The question is up in the air because such a pardon has never been the subject of a court ruling – a function of how rare such pardons are.

“It’s not well-settled precedent,” Kalt said. “The courts have not ruled out the specific issue, and there are those who would like to see — a pardon like that, to see it tested in court.”

What this means is that there’s not much risk to Trump in attempting to grant such a blanket pardon. He might issue a sweepingly broad pardon — say, giving Jared Kushner a pass on any federal crimes committed from the moment of his birth until the moment the pardon was issued — with the understanding that, should someone seek to prosecute Kushner, they would have to persuade a court to let them do so. They might be able to convince the court to do so, particularly if the pardon is as vague as the one just mentioned. But, from Trump’s perspective, what’s the harm in trying?

When there was discussion in late 2016 of whether President Barack Obama might pardon Hillary Clinton in an attempt to shield her from punitive prosecution by Trump, Kalt argued that the pardon power itself derived from the accountability presidents had to the electorate. Presidents can give out pardons, and, if the electorate looks unfavorably on the moves, can be voted out of office. But that accountability vanishes when the president is no longer going to be on the ballot.

“Lame-duck pardons in high-profile cases are thus problematic,” Kalt wrote then. “They are legally valid, but politically illegitimate.”

This, of course, has not proved to be much of a check on Trump’s actions. Senate Minority Leader Chuck Schumer, D-N.Y., objected Wednesday to the prospect of Trump pardoning members of his family by calling such a move a “gross abuse of presidential authority” — something unlikely to worry President Trump.

Contained in that description of a possible pardon for Kushner above are the two boundaries Kalt says a blanket pardon must meet.

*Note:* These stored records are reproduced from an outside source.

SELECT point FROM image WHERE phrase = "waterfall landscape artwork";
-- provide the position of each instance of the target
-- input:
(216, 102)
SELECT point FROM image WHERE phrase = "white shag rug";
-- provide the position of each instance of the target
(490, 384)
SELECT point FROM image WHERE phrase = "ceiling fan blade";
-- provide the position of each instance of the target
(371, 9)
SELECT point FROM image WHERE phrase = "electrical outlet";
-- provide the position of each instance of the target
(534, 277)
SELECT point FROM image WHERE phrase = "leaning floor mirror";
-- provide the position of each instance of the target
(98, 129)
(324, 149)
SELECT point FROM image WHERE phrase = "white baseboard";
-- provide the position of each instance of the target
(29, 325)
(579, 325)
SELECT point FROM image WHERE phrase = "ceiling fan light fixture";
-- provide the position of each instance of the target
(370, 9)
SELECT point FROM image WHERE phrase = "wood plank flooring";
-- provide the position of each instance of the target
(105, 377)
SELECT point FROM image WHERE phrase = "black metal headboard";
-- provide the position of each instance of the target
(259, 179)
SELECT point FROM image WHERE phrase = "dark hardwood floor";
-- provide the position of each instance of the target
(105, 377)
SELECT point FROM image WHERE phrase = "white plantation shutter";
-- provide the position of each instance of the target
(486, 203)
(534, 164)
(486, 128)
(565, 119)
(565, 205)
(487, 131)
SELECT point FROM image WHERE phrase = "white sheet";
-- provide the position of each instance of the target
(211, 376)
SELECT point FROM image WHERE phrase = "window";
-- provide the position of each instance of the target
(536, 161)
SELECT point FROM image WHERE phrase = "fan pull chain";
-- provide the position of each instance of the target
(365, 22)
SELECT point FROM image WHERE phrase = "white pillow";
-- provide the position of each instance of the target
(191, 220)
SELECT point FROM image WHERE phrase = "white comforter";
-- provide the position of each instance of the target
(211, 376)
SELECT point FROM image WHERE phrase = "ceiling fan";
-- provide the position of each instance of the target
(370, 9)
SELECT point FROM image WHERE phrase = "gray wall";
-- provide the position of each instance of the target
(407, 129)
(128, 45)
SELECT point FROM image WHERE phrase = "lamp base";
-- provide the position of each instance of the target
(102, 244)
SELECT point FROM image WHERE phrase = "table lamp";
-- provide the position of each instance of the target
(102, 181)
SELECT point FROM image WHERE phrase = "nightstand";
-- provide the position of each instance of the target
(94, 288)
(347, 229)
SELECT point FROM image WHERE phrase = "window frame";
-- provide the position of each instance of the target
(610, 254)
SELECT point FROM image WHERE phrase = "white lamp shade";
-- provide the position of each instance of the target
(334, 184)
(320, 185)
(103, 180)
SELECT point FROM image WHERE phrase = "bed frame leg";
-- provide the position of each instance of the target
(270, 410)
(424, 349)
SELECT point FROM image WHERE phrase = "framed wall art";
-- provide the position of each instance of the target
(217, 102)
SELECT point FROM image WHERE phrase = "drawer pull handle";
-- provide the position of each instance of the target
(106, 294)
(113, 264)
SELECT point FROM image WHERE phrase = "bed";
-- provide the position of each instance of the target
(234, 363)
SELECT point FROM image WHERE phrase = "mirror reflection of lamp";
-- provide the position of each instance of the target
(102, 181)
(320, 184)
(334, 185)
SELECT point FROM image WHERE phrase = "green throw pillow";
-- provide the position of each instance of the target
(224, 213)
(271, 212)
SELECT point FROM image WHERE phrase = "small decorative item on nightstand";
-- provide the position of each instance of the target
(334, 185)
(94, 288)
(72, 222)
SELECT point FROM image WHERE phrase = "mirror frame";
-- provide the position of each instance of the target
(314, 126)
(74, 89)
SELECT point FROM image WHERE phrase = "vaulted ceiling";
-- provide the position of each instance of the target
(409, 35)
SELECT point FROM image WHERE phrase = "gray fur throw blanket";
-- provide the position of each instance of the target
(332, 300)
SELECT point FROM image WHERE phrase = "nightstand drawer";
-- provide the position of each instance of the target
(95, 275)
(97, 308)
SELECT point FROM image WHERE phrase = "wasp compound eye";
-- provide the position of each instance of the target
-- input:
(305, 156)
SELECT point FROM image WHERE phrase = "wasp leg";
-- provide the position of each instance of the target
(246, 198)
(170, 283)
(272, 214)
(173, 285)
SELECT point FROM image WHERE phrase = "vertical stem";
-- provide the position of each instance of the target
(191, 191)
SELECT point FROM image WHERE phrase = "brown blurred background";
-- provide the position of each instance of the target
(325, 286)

It must be retrospective — no pardoning for future crimes, in other words — and it must be for federal crimes or crimes committed on federal soil, such as in the District of Columbia. Beyond that, the power is probably broad.

If Trump were to pardon his son Donald Trump Jr., it raises another question. Given Trump Jr.’s apparent political ambitions, would not such a pardon be something of a black mark? From a legal perspective, Kalt says, it would not. As he wrote in the New York Daily News in 2018, pardons need not necessarily imply that a crime was committed. In that article, he pointed to Trump’s pardon of Jack Johnson, convicted under a racist law on manufactured charges. While the public might look askance at Trump Jr., given the pardon, it’s not necessarily the case that his acceptance of a blanket pardon connotes an admission of guilt.

Should Trump grant such a pardon to his family or his allies and should the federal government later wish to prosecute those individuals, Kalt says, the courts probably would side with the pardon. That raises another question.

Trump’s argument in defense of pardoning his family and allies preemptively would probably be that he and they were the targets of unfair investigations from the outset of his presidency. He would almost certainly claim that he was hoping to shield them from these sorts of politically motivated probes. Whatever the rationale, though, his ability to do so would probably either disincline federal prosecutors from seeking criminal charges against those individuals or force the issue to courts, which Kalt thinks would affirm Trump’s actions.